Jimmy D. Benge, a Clay County drug dealer, allegedly got another man to kill Marcum, according to court records.
Another man involved in the case, Vernon Remus “Red” Delph, testified he saw Gerald Lee “Jerry” Sizemore grab Marcum around the neck and stab him so deeply that it “effectively skewered” him, prosecutors said in one court document.
Sizemore and Delph put Marcum’s body on an all-terrain vehicle, dumped it near an ATV trail and used gasoline to set it on fire, Delph said.
Senters sent some pieces of evidence to the state police crime laboratory to be tested for DNA evidence but did not include a piece of telephone cord found a yard from Marcum’s body or a small silver knife found about a quarter of a mile away.

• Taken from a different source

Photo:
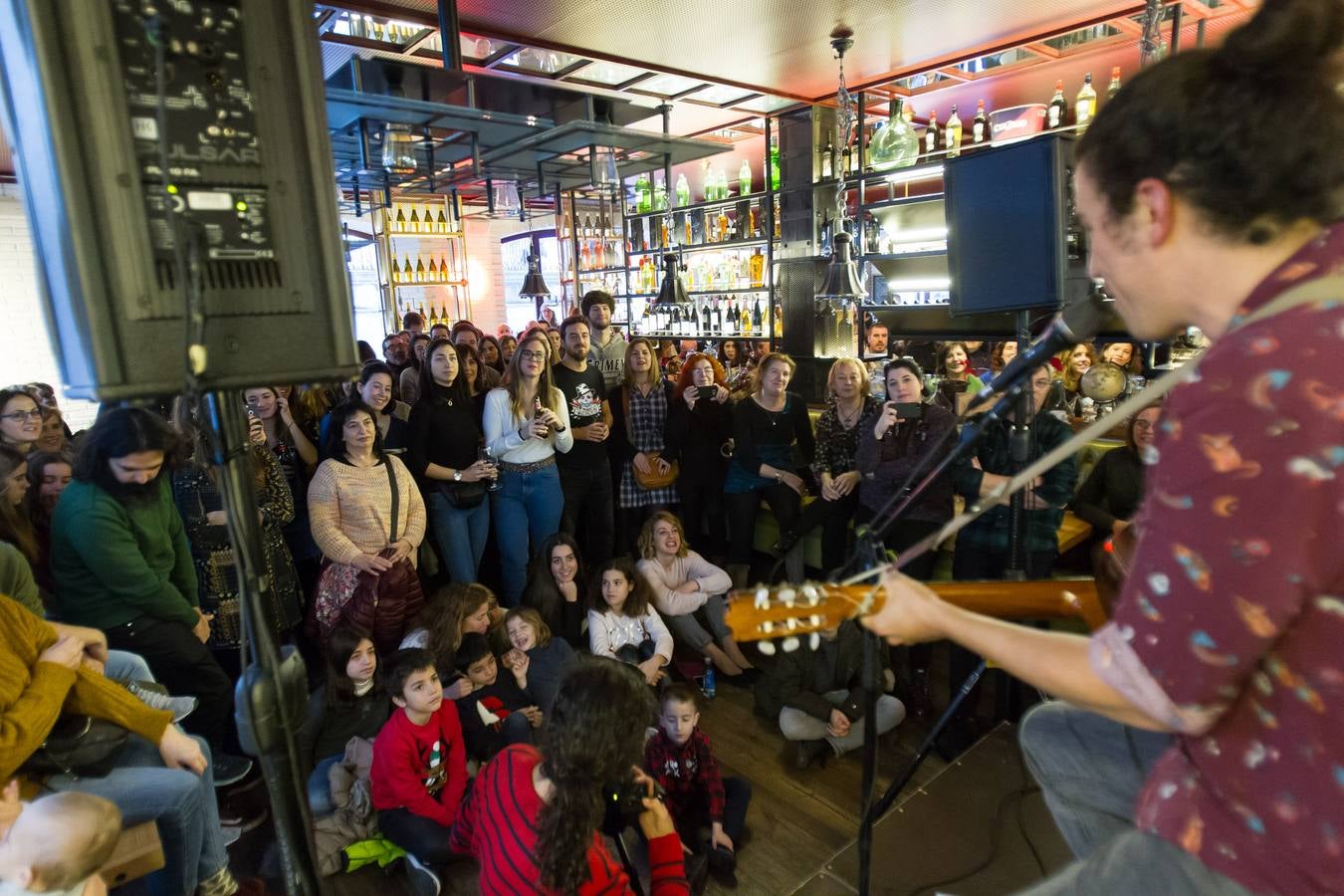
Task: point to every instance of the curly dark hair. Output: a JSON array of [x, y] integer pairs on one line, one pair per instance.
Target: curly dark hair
[[1209, 123], [591, 738]]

Senters said he did not think the two items had any value as evidence. He threw them in the trash in October 2013.
Defense attorneys for Benge and Sizemore later asked to have the charges against them dismissed, arguing that police should have had the knife and cord tested to see if there was evidence on them that could have helped prove someone else killed Marcum.
During a hearing in that request in July 2014, Senters testified he had checked with Clay County Coroner Danny Finley and a state police analyst on whether it would be all right to throw away the items, and that a KSP supervisor witnessed him disposing of them.
A grand jury charged that Senters did not check with Finley or the analyst before getting rid of the knife and cord, and that his supervisor did not see him do it.
Judge Caldwell also imposed electronic monitoring for Senters during his home incarceration. Senters will have to bear the cost of that monitoring.
Defense attorney Robert Michael Murphy said he would reserve the right to petition for relief of the electronic monitoring.
“I’ll wish you good luck with that,” Caldwell told Murphy.
Senters must also pay a $2,500 fine and a $100 special assessment.